Lieber, verehrter Freund der Abtei Saint-Joseph,

Am 15. September 1864 betritt ein 18 Monate zuvor zum Priester   geweihter, 32 Jahre alter Dominikaner namens Jean-Joseph Lataste   zum ersten Mal eine Strafanstalt. Sie liegt im ehemaligen herzoglichen Schloss von Cadillac-sur-Garonne, dem Weinbaustädtchen, in dem er aufgewachsen war; es sind rund 400 Frauen dort inhaftiert – je nach Art und Dauer ihrer Strafe in drei Gruppen aufgeteilt. Pater Lataste ist vom Prior seines Klosters in Bordeaux entsandt worden, um Exerzitien abzuhalten: Der viertägige Aufenthalt sollte seinem Leben die entscheidende Richtung geben.

Alcide Vital Lataste wurde am 5. September 1832 in Cadillac geboren und einen Tag später getauft. Er hatte sechs ältere Geschwister. Sein Vater Vital besaß ein paar Weinberge, betrieb aber auch einen Tuchhandel, der ihm einen gewissen Wohlstand bescherte. Er bezeichnete sich gern als Freidenker; obwohl er selbst kein Kirchgänger war, hatte er nichts gegen die Frömmigkeit seiner Frau und ließ ihr freie Hand bei der christlichen Erziehung der Kinder. Alcide sorgte sich sein ganzes Leben lang um das ewige Heil seines Vaters.

Der Junge erkrankte bald nach seiner Geburt schwer und wurde einer Amme anvertraut, bei der er drei Jahre verbrachte. Als er zu seinen Eltern zurückkehrte, war die Umstellung für ihn wiederum sehr schmerzlich; sie wurde dadurch noch verschärft, dass seine Lieblings–schwester und Patin ins Kloster ging.

Eine Zeit der Entmutigung

Nach Beendigung der Grundschule wurde Alcide im  September 1841 von seinen Eltern an der bischöflichen Schule von Bordeaux eingeschrieben. Seinem Wunsch, Priester zu werden, stand allerdings ein starkes Gefühl der eigenen Unwürdigkeit entgegen: „Ich wagte es nicht, mich zu erklären, denn die Mission des Priesters erschien mir übergroß, und ich betrachtete mich als ihrer unwürdig.« Nach einigen Jahren ließ man ihn auf das Collège von Pons wechseln, „um seine Berufung zu prüfen«. Es begann eine unruhige Zeit für ihn. Am Ende der dritten Klasse teilte der Präfekt seinen Eltern mit, er glaube nicht, dass das Kind „zum geistlichen Stand berufen« sei. Entmutigt schloss sich der Junge zu Beginn des nächsten Schuljahres einer Gruppe leichtsinniger Mitschüler an. „Nach und nach vergaß ich den lieben Gott, und meine Liebe zur Gottesmutter erlahmte ... Ich glaubte leichter, dass ich nicht berufen sei, weil ich es weniger wollte.« Gleichzeitig hatte er alterstypisch mit dem Dämon der Unreinheit zu kämpfen. Eine starke, wenn auch nicht immer angenehme Stütze fand er in der apostolischen Beharrlichkeit seiner im Kloster lebenden Schwester. Er klammerte sich an das Gebet. Ab seinem zwanzigsten Lebensjahr fand sich in seinem Briefwechsel keine Spur dieser Kämpfe mehr. 1850 machte er Abitur und begann 1851 eine Ausbildung in der Finanzverwaltung, in der er bis 1857 als Beamter tätig war. In Bordeaux freundete er sich mit einem jungen Kollegen, Léon Leyer, an, einem eifrigen Katholiken, der ihn nachhaltig beeinflusste.
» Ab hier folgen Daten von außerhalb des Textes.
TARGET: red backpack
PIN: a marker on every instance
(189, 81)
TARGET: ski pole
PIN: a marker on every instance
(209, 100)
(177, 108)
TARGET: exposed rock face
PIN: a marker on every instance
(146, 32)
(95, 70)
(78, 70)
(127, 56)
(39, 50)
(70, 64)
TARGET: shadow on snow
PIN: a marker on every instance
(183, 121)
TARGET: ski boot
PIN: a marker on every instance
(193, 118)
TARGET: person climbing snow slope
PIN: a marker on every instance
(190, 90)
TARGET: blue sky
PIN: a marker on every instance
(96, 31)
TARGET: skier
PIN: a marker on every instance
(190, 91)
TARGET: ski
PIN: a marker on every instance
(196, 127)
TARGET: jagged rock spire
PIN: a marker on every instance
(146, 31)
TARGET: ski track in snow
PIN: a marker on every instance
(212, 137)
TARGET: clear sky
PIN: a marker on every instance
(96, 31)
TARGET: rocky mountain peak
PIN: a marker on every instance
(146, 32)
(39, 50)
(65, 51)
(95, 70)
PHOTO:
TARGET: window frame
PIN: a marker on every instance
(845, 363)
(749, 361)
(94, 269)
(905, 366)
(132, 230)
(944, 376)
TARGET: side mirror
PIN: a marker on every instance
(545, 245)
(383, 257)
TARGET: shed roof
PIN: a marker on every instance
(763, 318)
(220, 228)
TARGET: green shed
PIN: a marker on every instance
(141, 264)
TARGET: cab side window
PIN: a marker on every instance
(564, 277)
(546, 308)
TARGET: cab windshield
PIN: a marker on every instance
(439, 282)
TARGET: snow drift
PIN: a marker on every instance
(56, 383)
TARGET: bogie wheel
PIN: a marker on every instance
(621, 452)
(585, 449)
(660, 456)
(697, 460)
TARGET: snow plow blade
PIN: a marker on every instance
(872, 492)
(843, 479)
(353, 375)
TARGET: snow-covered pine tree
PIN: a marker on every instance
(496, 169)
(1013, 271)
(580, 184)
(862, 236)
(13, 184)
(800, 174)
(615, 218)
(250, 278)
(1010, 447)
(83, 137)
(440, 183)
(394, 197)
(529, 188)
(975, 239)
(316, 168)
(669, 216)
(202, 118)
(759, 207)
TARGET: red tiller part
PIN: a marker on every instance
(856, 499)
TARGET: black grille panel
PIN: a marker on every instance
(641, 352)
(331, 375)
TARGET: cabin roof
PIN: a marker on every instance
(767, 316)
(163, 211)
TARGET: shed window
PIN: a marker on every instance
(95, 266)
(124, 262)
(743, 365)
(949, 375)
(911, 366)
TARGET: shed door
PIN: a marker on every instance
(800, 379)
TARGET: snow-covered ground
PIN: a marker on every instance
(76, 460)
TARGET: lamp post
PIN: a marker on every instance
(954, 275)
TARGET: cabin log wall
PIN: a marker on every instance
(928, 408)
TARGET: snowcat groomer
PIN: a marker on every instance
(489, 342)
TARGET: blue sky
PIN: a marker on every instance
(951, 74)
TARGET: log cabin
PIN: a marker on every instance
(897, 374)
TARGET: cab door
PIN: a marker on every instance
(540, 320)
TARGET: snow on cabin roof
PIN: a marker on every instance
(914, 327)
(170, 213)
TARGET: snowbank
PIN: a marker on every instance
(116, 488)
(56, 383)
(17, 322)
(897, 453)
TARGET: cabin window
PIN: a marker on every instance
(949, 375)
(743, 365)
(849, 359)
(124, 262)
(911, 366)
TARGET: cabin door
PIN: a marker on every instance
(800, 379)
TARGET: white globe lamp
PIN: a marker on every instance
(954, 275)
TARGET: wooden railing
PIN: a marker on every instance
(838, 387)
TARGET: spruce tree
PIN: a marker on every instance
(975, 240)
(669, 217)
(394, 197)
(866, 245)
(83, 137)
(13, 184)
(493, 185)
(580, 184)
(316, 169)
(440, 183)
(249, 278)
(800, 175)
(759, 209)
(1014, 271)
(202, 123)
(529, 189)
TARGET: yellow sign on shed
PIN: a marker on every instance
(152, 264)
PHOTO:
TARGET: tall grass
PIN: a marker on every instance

Léon Leyer führte Alcide in die Vinzenzkonferenz der Pfarrgemeinde Saint-André ein. Dem Neuling lagen von Anfang an die Armenbesuche besonders am Herzen. Er begnügte sich nicht damit, den Bedürftigen Brotgutscheine oder warme Kleidung zu bringen; er dehnte seine Besuche aus, bis er mit den Leuten so vertraut war, dass er die christliche Botschaft an sie weitergeben konnte. Daneben widmete er viel Zeit der Katechisierung und hielt Abendkurse für Soldaten. Nach einer Begegnung mit dem Karmeliterpater Hermann Cohen, einem ehemals berühmten Pianisten, nahm Alcide die nächtliche Anbetung des Allerheiligsten auf. Von Bordeaux wurde er nach drei anderen Städten versetzt. Der rote Faden seines Lebens war sein unermüdliches Engagement für die Vinzenzkonferenzen, die in seinen Augen einen fruchtbaren Boden für die Entstehung wahrer Freundschaften sowie für ein „Familienleben« über alle gesellschaftlichen Schranken hinweg boten. In Nérac stellte er eine Art Suppenküche auf die Beine, die innerhalb eines Jahres über 46000 Mahlzeiten an Bedürftige austeilte.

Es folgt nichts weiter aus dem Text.